All Products
Search
Document Center

Simple Log Service:API calls

Last Updated:Aug 25, 2023

This topic describes the alert rules for the API call. You can configure and enable alert rules in the Simple Log Service console. This allows you to monitor API calls. If an alert is triggered, you can identify the cause and fix the error at the earliest opportunity.

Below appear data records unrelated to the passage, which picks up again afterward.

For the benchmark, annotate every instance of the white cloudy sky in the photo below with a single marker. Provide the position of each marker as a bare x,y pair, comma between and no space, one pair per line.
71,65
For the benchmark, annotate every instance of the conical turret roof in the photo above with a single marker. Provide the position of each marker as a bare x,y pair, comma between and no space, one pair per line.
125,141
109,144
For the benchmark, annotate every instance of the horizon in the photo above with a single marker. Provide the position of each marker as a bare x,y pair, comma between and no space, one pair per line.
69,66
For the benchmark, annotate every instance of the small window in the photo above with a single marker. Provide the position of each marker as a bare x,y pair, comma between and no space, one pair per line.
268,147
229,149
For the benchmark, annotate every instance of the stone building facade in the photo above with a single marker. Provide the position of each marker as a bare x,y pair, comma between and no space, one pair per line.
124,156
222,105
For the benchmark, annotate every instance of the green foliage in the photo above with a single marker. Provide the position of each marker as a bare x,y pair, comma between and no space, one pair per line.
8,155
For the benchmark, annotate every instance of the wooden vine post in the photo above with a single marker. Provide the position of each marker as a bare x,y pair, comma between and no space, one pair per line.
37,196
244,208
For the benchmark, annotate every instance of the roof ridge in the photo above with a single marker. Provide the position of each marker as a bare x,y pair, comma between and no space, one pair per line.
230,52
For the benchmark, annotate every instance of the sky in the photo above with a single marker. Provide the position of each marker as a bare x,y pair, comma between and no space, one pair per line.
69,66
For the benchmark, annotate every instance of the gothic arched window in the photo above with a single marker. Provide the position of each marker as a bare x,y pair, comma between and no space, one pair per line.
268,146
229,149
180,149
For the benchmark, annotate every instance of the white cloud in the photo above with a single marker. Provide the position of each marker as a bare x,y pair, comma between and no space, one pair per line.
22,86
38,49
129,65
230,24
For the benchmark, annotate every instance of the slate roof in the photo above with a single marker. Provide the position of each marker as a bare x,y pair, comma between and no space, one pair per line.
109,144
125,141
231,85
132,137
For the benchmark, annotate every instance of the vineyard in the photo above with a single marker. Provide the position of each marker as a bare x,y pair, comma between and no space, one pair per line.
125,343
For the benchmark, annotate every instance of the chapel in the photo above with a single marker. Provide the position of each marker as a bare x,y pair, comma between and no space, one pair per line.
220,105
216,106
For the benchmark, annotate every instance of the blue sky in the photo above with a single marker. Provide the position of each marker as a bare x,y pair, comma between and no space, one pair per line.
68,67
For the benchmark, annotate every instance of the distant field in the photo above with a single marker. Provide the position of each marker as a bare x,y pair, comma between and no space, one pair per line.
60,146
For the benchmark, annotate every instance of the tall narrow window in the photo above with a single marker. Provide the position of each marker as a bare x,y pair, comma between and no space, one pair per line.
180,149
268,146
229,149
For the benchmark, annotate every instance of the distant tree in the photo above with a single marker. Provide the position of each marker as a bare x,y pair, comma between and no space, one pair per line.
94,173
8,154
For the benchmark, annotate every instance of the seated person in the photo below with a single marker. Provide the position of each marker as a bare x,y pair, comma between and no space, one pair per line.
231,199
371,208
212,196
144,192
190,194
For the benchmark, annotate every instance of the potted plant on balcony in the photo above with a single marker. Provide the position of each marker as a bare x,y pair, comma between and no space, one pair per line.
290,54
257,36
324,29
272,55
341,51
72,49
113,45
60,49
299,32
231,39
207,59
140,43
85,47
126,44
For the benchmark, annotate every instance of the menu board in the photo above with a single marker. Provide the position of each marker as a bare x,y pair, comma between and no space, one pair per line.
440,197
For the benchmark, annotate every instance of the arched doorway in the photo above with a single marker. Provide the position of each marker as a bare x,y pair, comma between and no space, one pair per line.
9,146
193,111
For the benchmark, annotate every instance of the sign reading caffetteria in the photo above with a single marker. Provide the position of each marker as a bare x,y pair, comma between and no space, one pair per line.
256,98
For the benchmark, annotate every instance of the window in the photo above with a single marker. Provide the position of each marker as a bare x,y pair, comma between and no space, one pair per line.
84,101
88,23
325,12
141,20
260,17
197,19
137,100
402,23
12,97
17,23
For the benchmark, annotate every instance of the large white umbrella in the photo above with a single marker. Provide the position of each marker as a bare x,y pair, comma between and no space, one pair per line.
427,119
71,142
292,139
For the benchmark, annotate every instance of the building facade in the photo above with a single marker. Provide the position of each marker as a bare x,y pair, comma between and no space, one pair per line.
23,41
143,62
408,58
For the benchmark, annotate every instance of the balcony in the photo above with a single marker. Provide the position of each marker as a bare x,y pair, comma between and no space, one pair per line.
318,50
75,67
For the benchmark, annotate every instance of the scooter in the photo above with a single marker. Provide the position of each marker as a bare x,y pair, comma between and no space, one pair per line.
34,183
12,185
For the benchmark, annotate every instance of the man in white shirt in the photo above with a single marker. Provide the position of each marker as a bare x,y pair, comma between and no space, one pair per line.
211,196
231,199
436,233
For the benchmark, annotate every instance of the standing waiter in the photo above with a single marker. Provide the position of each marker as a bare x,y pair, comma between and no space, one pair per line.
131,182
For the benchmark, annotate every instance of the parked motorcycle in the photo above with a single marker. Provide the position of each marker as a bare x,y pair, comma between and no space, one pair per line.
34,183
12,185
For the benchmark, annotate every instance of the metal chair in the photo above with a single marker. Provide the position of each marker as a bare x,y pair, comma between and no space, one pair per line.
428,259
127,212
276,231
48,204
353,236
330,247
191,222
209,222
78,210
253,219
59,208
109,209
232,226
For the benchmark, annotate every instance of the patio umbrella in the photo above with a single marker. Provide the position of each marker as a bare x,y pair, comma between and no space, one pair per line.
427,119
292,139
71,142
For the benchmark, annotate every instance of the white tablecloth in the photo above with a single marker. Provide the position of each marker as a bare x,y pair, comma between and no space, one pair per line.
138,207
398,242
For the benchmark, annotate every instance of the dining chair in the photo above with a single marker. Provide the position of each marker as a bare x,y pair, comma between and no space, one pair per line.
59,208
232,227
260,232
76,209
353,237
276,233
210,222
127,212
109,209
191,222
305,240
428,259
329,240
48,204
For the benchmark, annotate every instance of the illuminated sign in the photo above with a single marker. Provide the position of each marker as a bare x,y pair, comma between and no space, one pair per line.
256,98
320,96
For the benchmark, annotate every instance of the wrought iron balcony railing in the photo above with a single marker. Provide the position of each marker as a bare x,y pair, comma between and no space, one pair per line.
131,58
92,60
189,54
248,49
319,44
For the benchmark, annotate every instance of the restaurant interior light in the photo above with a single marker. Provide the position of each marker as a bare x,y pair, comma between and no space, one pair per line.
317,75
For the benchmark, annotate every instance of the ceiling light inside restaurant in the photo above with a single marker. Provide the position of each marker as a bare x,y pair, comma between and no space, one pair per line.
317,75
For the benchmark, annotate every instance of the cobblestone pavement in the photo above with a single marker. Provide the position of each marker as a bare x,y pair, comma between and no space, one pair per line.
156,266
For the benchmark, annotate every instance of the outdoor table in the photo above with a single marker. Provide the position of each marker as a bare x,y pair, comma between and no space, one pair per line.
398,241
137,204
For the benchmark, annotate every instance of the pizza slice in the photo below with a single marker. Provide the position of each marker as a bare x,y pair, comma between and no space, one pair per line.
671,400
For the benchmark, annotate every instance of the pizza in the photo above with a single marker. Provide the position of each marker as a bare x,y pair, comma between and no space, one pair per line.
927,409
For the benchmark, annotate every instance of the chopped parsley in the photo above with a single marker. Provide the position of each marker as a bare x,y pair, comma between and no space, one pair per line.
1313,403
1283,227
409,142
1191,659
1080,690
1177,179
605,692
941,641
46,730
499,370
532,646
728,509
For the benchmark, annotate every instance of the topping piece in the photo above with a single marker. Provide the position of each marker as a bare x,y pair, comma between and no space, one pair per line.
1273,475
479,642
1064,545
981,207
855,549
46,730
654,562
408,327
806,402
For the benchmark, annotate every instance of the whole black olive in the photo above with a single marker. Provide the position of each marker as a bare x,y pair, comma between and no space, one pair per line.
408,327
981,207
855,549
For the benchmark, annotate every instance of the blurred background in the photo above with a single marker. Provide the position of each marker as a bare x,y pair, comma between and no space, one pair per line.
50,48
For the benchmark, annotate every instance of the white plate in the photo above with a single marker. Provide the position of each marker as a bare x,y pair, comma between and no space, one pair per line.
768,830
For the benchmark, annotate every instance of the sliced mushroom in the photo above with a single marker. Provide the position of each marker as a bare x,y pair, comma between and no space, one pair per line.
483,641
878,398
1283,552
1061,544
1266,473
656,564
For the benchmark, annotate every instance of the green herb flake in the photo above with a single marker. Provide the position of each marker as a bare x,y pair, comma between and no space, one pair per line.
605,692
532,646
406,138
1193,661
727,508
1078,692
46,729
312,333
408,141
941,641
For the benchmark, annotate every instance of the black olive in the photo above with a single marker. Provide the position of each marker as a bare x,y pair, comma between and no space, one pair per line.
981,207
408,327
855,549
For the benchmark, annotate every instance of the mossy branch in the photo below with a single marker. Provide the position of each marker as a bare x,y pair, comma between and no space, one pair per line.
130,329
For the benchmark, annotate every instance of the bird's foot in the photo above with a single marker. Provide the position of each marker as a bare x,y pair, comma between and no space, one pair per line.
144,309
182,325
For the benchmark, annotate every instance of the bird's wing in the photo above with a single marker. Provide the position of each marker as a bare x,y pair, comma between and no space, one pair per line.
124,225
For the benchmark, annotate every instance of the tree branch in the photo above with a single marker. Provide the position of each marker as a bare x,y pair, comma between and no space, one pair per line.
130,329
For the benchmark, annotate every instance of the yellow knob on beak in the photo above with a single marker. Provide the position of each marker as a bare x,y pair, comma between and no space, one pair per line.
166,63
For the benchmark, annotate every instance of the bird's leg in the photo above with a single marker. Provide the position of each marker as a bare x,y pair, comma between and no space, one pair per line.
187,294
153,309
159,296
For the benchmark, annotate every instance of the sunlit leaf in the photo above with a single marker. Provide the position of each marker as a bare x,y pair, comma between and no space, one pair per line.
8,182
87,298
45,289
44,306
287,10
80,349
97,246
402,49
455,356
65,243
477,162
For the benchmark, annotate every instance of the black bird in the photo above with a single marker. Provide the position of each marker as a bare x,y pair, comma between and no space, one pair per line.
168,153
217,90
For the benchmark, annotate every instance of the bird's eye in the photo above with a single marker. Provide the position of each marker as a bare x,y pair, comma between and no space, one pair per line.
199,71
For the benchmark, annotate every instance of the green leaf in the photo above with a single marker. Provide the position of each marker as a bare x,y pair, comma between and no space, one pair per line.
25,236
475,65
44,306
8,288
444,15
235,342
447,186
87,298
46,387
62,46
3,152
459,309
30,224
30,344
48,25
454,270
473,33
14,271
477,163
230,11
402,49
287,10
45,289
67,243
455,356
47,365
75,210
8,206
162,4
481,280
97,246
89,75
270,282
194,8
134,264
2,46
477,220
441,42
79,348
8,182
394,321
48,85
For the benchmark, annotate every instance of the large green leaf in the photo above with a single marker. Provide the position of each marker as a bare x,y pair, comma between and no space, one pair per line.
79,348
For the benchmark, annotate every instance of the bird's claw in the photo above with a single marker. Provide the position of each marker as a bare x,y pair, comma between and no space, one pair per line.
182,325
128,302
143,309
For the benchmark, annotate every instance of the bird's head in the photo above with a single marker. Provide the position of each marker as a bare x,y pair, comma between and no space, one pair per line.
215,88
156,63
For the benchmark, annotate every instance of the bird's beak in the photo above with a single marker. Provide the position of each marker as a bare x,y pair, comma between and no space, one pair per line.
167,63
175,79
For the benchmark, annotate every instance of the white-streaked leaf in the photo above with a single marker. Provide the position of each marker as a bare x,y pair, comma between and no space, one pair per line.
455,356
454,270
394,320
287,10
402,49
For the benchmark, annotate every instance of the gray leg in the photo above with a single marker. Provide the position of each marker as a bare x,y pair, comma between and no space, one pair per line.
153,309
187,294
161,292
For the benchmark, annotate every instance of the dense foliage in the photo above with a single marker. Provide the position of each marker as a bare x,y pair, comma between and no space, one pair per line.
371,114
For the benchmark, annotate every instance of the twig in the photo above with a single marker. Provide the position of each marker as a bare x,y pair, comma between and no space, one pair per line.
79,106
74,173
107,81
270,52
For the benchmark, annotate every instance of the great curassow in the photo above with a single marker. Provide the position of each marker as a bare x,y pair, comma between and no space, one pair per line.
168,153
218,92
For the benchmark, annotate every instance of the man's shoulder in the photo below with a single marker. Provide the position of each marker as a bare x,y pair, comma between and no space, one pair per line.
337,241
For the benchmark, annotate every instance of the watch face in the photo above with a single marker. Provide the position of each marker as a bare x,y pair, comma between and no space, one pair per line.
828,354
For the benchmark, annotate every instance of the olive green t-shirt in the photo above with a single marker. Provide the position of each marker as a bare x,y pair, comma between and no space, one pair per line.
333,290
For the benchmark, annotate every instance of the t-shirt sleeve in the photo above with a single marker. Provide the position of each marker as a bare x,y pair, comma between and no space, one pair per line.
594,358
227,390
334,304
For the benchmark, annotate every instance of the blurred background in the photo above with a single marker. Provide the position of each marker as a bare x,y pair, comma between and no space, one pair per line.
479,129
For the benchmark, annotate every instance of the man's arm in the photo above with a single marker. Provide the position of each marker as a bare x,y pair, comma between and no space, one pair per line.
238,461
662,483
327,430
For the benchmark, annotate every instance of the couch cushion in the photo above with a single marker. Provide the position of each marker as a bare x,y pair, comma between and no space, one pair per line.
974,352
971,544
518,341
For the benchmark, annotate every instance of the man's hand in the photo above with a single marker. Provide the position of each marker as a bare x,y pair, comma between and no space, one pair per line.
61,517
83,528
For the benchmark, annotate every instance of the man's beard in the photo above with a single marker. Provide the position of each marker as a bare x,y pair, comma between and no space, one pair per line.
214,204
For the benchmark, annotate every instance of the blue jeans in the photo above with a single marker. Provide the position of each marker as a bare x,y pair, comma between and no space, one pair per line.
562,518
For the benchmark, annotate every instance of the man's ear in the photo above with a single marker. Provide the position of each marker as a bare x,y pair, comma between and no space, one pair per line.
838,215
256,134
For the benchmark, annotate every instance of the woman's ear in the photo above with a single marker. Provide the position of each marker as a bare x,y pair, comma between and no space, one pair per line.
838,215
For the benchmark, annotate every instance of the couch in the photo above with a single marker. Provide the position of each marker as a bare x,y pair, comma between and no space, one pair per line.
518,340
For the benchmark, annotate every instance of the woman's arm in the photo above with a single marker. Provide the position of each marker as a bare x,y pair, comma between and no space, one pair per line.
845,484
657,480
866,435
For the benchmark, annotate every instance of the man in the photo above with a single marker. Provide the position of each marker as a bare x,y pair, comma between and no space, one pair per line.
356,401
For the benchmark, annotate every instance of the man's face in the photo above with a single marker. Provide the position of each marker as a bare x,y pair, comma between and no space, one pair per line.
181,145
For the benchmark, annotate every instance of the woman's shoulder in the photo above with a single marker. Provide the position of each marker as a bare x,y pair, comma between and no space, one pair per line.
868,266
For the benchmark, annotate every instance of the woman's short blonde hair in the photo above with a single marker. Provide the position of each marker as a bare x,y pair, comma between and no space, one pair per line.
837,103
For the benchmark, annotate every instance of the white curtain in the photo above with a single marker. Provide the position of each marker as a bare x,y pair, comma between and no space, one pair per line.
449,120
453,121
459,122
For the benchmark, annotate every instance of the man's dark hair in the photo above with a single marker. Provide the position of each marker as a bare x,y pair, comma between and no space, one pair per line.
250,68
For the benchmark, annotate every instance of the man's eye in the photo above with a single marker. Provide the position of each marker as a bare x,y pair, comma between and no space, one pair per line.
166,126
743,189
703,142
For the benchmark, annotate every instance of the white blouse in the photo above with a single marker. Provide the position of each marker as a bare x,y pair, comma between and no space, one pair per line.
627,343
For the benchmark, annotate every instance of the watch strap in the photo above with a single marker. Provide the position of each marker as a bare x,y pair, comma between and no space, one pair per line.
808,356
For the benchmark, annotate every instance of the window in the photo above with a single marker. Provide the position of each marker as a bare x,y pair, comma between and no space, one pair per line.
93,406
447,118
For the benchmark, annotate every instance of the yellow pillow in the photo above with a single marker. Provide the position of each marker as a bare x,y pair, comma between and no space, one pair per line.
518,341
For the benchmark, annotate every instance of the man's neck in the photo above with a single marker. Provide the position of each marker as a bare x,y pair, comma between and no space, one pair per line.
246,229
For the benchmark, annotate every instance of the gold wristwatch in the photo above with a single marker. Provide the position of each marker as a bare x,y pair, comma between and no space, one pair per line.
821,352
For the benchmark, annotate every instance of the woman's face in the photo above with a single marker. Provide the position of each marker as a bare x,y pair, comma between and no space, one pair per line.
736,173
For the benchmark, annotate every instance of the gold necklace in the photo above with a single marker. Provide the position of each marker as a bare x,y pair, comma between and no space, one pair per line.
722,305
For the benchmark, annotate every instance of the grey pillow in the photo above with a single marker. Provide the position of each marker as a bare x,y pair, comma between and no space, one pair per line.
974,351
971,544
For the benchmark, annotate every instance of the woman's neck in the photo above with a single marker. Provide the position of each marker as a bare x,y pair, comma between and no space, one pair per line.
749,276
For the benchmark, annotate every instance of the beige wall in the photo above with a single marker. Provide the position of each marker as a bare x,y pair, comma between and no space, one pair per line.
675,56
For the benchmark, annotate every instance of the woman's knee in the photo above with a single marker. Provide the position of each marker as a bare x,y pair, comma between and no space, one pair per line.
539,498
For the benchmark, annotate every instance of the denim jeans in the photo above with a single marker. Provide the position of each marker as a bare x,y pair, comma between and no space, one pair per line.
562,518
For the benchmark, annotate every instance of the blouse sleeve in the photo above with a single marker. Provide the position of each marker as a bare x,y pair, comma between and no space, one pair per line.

Unauthorized Api Call Alert

ID

sls_app_audit_cis_at_unauth_apicall

Name

Unauthorized Api Call Alert

Version

1

Type

Cloud Platform, Alicloud, CIS Standard, API Call

Usage

Monitors the number of unauthorized API calls. If the number of unauthorized API calls is greater than the specified Maximum times of unauthorized api call parameter, an alert is triggered.

Check Frequency

Fixed interval: 1 minute.

Time Range

The data of the last 2 minutes is checked.

Parameter Settings

  • Severity: Critical-10, High-8, Medium-6, Low-4, and Report-2. Default value: Medium-6

  • Maximum times of unauthorized api call: The maximum number of unauthorized API calls that can be initiated from one IP address to one single service every two minutes. Default value: 5.

External Configurations

You can configure a whitelist of IP addresses from which unauthorized API calls can be initiated. Unauthorized API calls from the IP addresses on the whitelist do not trigger an alert.

Solution

Disable the initiation of a large number of unauthorized API calls from IP addresses that are not included in the whitelist.

Prerequisites

The Operations Log switch next to Action Trail is turned on. To turn on the switch, go to the Log Audit Service page, and then choose Audit Configurations > Access to Cloud Products > Global Configurations.